Going through such a tragedy changes you, and it has changed me. I don’t think I could be that person that I was five years ago. That person was great – she was a great mom, great wife, great friend, she was happy, she had a really good life. I could have stayed like that forever and all would have been right with the world. But my husband died suddenly and like it or not, things had to change. About a year and a half ago I went back to work, which really does change things a lot. I am no longer that stay at home mom who lunches, goes to the gym and runs errands during the day. These are all things I now have to do on weekends and evenings. This makes my life so much busier. Plus I am a completely single mom and my girls crave and deserve more of my attention, which always comes first. I have my writing and my yoga which are both priorities in my life now. I have a boyfriend who is beyond understanding about the life I lead, and no – he was not just inserted into Howie’s place. I now know that would have been ridiculous and not fair to anyone. He has slowly come into my world, and I into his, and that works.

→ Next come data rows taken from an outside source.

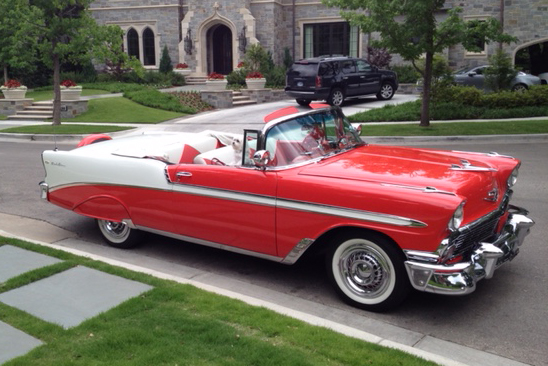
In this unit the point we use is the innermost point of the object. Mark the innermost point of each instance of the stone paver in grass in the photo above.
(15, 261)
(70, 297)
(14, 343)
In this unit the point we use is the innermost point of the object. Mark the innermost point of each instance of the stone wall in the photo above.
(11, 106)
(72, 108)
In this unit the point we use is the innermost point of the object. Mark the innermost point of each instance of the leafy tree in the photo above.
(165, 62)
(410, 28)
(500, 72)
(66, 33)
(17, 38)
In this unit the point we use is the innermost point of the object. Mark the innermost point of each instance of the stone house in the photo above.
(213, 35)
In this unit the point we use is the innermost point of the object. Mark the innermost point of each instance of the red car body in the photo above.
(387, 218)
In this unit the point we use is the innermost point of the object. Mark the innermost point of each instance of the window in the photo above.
(133, 43)
(149, 48)
(475, 28)
(330, 39)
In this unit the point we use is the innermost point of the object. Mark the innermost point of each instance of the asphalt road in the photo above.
(507, 315)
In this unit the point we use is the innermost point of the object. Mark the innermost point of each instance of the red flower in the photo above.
(215, 76)
(68, 83)
(254, 75)
(12, 83)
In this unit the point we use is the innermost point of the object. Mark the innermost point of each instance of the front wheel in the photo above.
(119, 234)
(386, 91)
(336, 97)
(368, 271)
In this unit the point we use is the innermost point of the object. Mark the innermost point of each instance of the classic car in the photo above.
(386, 219)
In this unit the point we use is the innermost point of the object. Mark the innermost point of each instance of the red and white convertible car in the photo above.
(387, 219)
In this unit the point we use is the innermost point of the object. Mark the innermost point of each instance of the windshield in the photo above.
(310, 136)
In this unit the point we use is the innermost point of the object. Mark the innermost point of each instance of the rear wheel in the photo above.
(386, 92)
(368, 271)
(119, 234)
(336, 97)
(303, 102)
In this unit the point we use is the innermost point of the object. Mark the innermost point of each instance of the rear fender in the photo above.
(104, 208)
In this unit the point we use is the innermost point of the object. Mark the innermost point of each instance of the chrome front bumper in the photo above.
(461, 278)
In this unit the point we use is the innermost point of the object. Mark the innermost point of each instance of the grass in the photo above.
(122, 110)
(458, 128)
(64, 129)
(180, 324)
(42, 95)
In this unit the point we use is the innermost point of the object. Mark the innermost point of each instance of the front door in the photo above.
(220, 57)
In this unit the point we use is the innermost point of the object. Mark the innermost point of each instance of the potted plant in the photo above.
(12, 89)
(255, 80)
(216, 81)
(182, 68)
(70, 90)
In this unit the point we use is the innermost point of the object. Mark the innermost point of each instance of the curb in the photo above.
(307, 318)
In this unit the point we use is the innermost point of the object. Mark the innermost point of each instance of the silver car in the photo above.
(474, 77)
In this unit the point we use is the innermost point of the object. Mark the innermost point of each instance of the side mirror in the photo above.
(261, 158)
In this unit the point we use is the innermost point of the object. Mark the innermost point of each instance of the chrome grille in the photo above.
(467, 241)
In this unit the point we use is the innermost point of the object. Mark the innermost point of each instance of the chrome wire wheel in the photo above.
(118, 234)
(368, 272)
(336, 97)
(386, 91)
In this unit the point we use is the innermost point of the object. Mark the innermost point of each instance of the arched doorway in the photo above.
(219, 40)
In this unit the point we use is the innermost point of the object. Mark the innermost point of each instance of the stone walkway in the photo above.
(66, 298)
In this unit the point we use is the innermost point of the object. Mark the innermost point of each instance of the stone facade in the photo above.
(280, 24)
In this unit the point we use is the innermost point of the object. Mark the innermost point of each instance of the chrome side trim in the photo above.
(217, 245)
(349, 213)
(418, 188)
(270, 201)
(298, 251)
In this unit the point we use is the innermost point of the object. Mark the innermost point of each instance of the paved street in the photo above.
(506, 316)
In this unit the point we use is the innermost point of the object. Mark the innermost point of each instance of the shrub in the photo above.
(153, 98)
(165, 62)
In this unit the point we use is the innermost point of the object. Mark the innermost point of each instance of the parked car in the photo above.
(475, 77)
(334, 79)
(386, 219)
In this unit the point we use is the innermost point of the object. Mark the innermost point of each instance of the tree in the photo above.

I like this new person I am becoming but it brings me to the question – where do I fit? My friends and family have stood by me and have been beyond supportive and I love them. This has not changed. But while my life has taken a huge turn, theirs have not. I no longer have the flexibility that I used to. I would love to meet for lunch on a Thursday afternoon or take a walk on a beautiful Monday morning but I cannot. My weekends are filled with groceries and other errands, and doing for my girls. Going out at night? I am so tired all I want to do is get in bed and watch my dvr. Vacations? I can’t always afford them. So other lives go on – lunches and dinners are eaten, vacations are taken, new friends are made, and it has become hard for me to be a part of that life now. Plus it still makes me sad to see what could have been if Howie was still here. I miss it, I truly do. But I am actually starting to love my new life also. I am torn between my two lives. I can’t have my old one back – but I would like to find a way for my two lives to become one. I am hoping that eventually this can be done.